Faced with such negligence, one may presume that judicial training in the UK is either plainly deficient or explicitly biased against men. Between 60 per cent and 70 per cent of domestic abuse is bidirectional, and between 67 per cent and 90 per cent of abused men cite false allegations to authorities as a hallmark of coercive or controlling behaviours used by women against them. Men are far less likely to report the domestic abuse they receive, so it will be inevitable that a female abuser will be the ‘first past the post’ to report abuse. 

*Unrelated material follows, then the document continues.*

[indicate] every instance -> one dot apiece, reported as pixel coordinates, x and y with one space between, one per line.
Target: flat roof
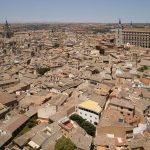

With both the revelation that UK Judges have been trained to believe that ‘reporting first’ is indicative of innocence, as Mr Stephens and the BBC helpfully explained, and the fact that male victims are unlikely to report their victimisation until they are forced to rebut a report made against them, we can presume that a male victim of domestic abuse is unlikely to receive a fair hearing in the UK.

The English judiciary has been embarrassed by the US trial and publicly exposed as mere social activists in barrister’s wigs. The experience of countless men is that the English judiciary, Crown Prosecution Service, and police forces are at least complicit and sometimes gleeful participants in domestic abuse cases against men perpetrated by means of false and vexatious allegations.

In the UK, Ms Heard is safe in the knowledge that she will not face investigation for perjury or contempt of court for lying under oath. Unlike the Australian justice system which is pursuing her for her perjury about a different matter, the English Court of Appeals went so far as to reject Mr Depp’s appeal, which contended that her lies under oath had been exposed by the counter-evidence posed in Virginia. The message from the English bench is clear:

“Ladies, please, just lie to us! We are on your side.”